El aguacate aquél

Me han dejado de gustar las grandes ciudades por aquella razón, y por muchas otras. No hay espacio para árboles vetustos y generosos

Por: Federico León de la Vega

Cuando Álvaro era pequeño, tenía la piel canela y los ojos café claro. Mi delicia era pegar mi frente contra la de él y tararearle alguna tonada infantil, mientras miraba yo dentro de sus ojitos tan vivos, mientras me hacían cosquillitas sus flecos. Siempre vivaz e inclinado hacia la música, un día requirió una semilla de aguacate para hacerla germinar, como tarea de la escuela. Yo participé en este proyecto como en tantos otros en los que colaboramos los padres, sin darles demasiada importancia. Le pusimos al hueso tres palillos, para que se detuviera  apenas tocando el agua en un vaso de la casa.

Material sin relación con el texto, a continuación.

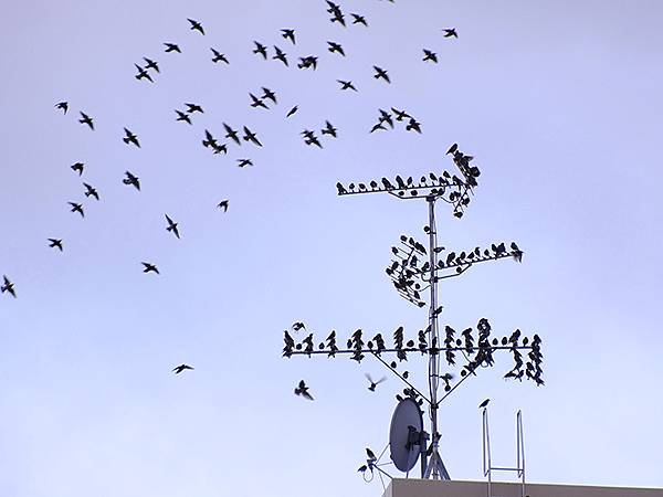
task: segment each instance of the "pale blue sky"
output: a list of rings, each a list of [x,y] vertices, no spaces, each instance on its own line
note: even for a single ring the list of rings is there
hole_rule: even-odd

El experimento resultó exitoso y a los pocos días regresó de la escuela muy ufano y me regaló la pequeña planta. La dejé en la ventana de la cocina para luego pasarla a una lata donde habían venido unos melocotones en almíbar, llenándola de tierra del jardín. Pasaron las semanas y creció una varita, llena de hojas muy verdes. Álvaro y yo la trasplantamos  a un costado de la barda que daba a la calle, a un lado de la cochera…el lugar le gustó mucho, pues  creció y creció.

En cuestión de dos años el árbol de aguacate comenzó a dar muy buena sombra y al año siguiente floreó.  Álvaro y yo nos sentimos muy satisfechos de que algo que habiendo tenido un comienzo tan chiquito nos pasara en estatura, primero a él y ahora a mí.

La cotidianeidad hizo pasar los años, imperceptible, como las cosas que aún siendo vitales no parecen ser importantes. Al convertirse en jóvenes Álvaro y sus hermanos, fue indispensable tener un segundo auto. Muy al principio se quedaba en la calle; vivíamos en Guadalupe Inn, una colonia pacífica. Sin embargo, llegó la época en que todos los autos estacionados en la calle perdían partes: faros, espejos y hasta llantas comenzaron a desaparecer. Vino entonces el enigma de dónde guardar el segundo auto, y la respuesta obvia fue: en el jardín. Había espacio, de modo que sobre el pasto colocamos dos hileras de ladrillos muy pegaditos por donde pisaran las llantas sin sacrificar demasiado verde. El  problema grave lo constituyó el acceso: imposible meter  el segundo auto sin abrir una entrada por la barda, justo a través de donde crecía nuestro gran árbol de aguacate. Lo pensé mucho, pero no quedó más remedio que cortar el aguacate.

Nunca pensé que un árbol se me quedaría en la memoria. Ahora Álvaro es un hombre crecido. Ha tomado su rumbo y ya no vive en casa. Lo extraño, como se extraña a los hijos que se quieren. Al pensar en él también extraño el aguacate aquél, el del proyecto escolar. Supongo que es un símbolo de algo que hicimos con éxito juntos. Si aún existiera podríamos visitarlo y recordar  dulces momentos de tiempos pasados. Quizá al envejecer y finalmente morir yo, pudiéramos platicar con el mismo árbol. Él de un lado de la vida y yo del otro, pero hubo que cortarlo. ¿Donde más podremos conseguir tan señorial monumento a cariño de un padre y su hijo?

Me han dejado de gustar las grandes ciudades por aquella razón, y por muchas otras. No hay espacio para árboles vetustos y generosos. Todo cambia  demasiado rápido y no hay dónde guardar los recuerdos. Perdemos identidad y relación con nuestro pasado. Los lugares de nuestro origen pierden lo que nosotros con esmero les pusimos para mejorarlos, para hacerlos más nuestros. Ahora se me antoja vivir en el campo, con amplitud. Quiero ver verde por ventanas  sin el estorbo de las bardas. Deseo tener una bodega amplia, para llenarla de todos mi triques, sin que estorben a nadie; nunca se sabe cuándo las cosas viejas volverán a ser útiles. Desde luego, quiero plantar otro aguacate, porque ya la semilla está germinando en mi cocina.